The vast majority of Cubans have lived their entire lives with the ration book system. (La Demajagua)

14ymedio bigger14ymedio, Madrid, 7 December 2023 — Cubans themselves have disdained the news of the resolution that came into force this Tuesday regarding the ration book with a devastating argument. “With all due respect, for what they give for the book, more is spent on paper and ink on cancellations and breakdowns,” reacts a reader of Tribuna de La Habana .

The news addresses only the reduction of the time that citizens can spend abroad without unsubscribing from the system. Until now, and since 2021, Cubans who left the country for at least three months had to go to the Consumer Registry Office (Oficoda) to communicate their new situation. Starting this Tuesday, with the rule going into effect immediately, it will be enough to spend two months outside the country to be withdrawn from the system.

The resolution, published in the Extraordinary Gazette of December 5, establishes the system to sign up in the registry, its rules and exceptions, but the only change in real terms is this. Meanwhile, due to the diminished supply of rationed goods that are sold through the document — which has controlled the registration system for the rationing in force on the Island since 1962 — there has been little interest in the change. Most of the reactions that have occurred – for now only on social networks and in the press – have more to do with the poor functioning of the system and its poverty.

“Just because I have traveled does not mean that my family is millionaires nor that I return to my country with a wallet full of euros. Everything is super expensive and I have no resources”

“Something is not working correctly,” explains a 70-year-old retiree in a detailed comment. The 70-year-old woman left the island to visit her grandchildren for five months, after five years without seeing them, “a trip which was made with a lot of sacrifice on the part of my daughter,” she explains. In compliance with the norm, this Havana woman registered before leaving the country and returned to her Office on her return to register again, but was told that she had to spend three months taking advantage of the “pilot voucher,” a temporary document that replaces the ration book while her new situation is being processed.

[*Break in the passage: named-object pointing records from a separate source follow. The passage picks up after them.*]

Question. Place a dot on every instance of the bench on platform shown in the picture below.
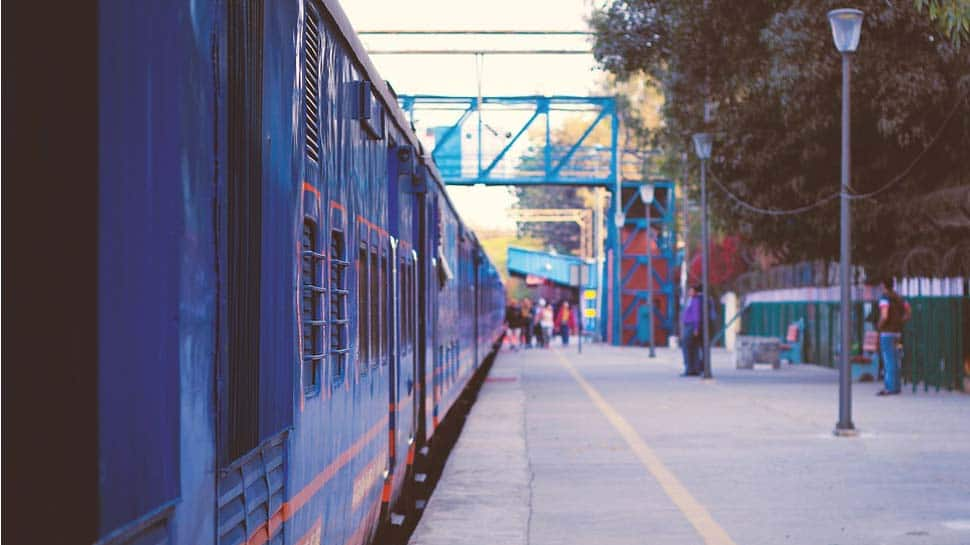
(792, 348)
(750, 350)
(866, 363)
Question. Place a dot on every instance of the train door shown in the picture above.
(424, 332)
(476, 290)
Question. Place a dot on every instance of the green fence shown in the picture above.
(936, 341)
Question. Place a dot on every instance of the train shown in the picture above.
(288, 304)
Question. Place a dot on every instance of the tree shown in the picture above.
(769, 74)
(951, 16)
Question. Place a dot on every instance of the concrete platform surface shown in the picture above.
(610, 447)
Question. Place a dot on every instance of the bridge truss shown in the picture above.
(520, 140)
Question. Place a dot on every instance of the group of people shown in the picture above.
(527, 320)
(893, 312)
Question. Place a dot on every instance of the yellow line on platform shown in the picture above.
(702, 521)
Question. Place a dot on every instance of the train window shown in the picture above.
(311, 308)
(339, 322)
(311, 83)
(363, 301)
(375, 324)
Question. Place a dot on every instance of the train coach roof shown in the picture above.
(389, 99)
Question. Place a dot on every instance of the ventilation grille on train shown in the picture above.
(311, 84)
(251, 496)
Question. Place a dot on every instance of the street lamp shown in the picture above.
(646, 195)
(619, 220)
(702, 146)
(846, 28)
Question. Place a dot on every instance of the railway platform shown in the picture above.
(610, 447)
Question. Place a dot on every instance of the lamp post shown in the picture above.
(619, 219)
(646, 195)
(702, 146)
(846, 28)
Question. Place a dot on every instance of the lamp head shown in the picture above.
(702, 145)
(646, 193)
(619, 219)
(846, 28)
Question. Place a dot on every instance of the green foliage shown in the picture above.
(767, 78)
(951, 16)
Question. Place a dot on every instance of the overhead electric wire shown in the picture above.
(914, 162)
(768, 211)
(825, 200)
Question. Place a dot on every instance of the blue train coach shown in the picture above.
(287, 303)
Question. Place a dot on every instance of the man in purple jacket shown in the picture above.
(691, 343)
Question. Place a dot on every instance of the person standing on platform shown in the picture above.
(894, 311)
(547, 320)
(537, 322)
(527, 322)
(566, 322)
(692, 341)
(513, 321)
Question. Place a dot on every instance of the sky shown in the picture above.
(482, 208)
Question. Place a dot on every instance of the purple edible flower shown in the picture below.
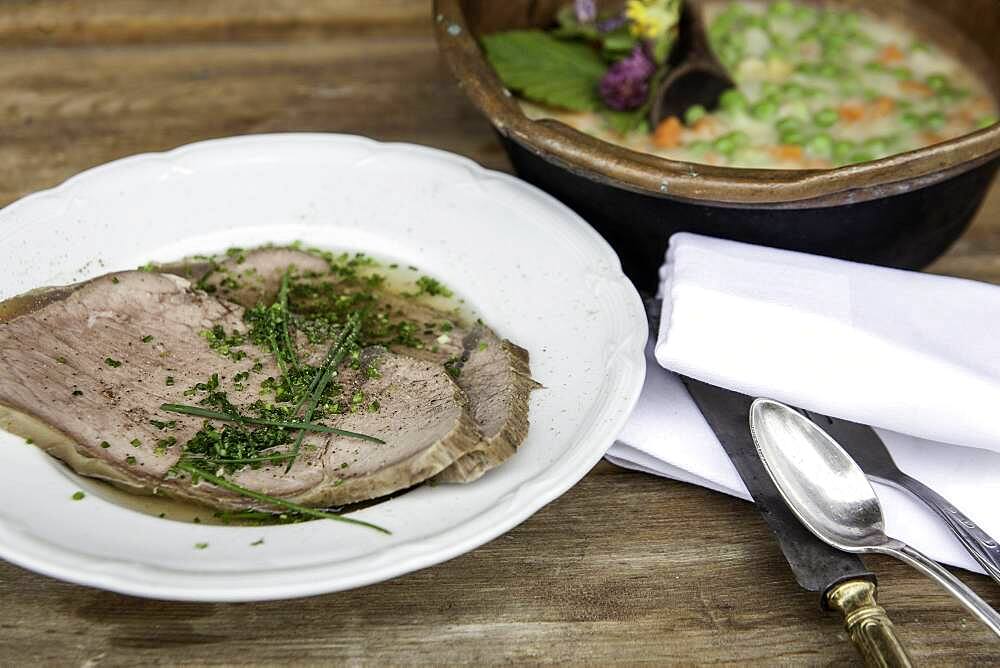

“I’ve been in my country for a month and they still haven’t given me any of the [items listed in the] November pilot voucher. I don’t even have the right to buy the daily bread that I am entitled to. Can someone tell me where what I am entitled to is? Can someone tell me where to go? Who cares if I eat or not? Just because I have traveled doesn’t mean that my family is millionaires or that I return to my country with a purse full of euros. Everything is super expensive and I don’t have the resources to shop at MSMEs [small (ostensibly) private businesses], which are the ones that have everything at exorbitant prices. Is this a punishment for having traveled?” she reproaches sadly.

Poor management in Oficode is not, in any case, new. Since the ration book digitization process began in 2018 – which has not yet been completed – disasters have accumulated, exposing a system that, far from benefiting from new technologies, has only gotten worse.

For more than three decades there has been an obligation to communicate the registrations and cancellations of deceased persons, residents abroad, changes in the home and other cases that alter the composition of family units, but non-compliance was very high, giving rise to the allocation of more resources than foreseen per family. Digitization supposedly came to increase control over changes, but the system’s own failures, together with corruption, kept thousands of consumers non-existent in the databases.

In 2021, information from the official press of Ciego de Ávila revealed that 15,000 of the 437,000 registered consumers no longer resided in the country. That year a problem began that continues today, the shortage of paper, which has prevented the delivery of physical ration books with the problems that this situation poses for thousands of people.

In 2021, information from the official press of Ciego de Ávila revealed that 15,000 of the 437,000 registered consumers no longer resided in the country

In December 2022, the problem was repeated, and the Ministry of Internal Trade had to guarantee that “the distribution of the regulated family basket” was assured but there were “affects with the timely availability of the ration books for 2023.” In the first months of the year, in at least nine provinces, purchases had to be recorded in an extension of the 2022 document until the preparation of this year’s document was completed.

Rumors about a possible disappearance of the document and the system, which is increasingly less useful on the Island, have grown since Raúl Castro stated in 2011, at the IV Congress of the Communist Party, that there was a firm decision to gradually eliminate the booklet. “The problem we face is not one of concept, but rather lies in how, when and with what gradualness we will eliminate this distribution instrument that has provided highly subsidized basic food to the more than eleven million Cubans,” he said.

The majority of the population, despite dissatisfaction with this method, is suffering from vertigo to think of the possible end of an instrument that has governed their lives for 60 years.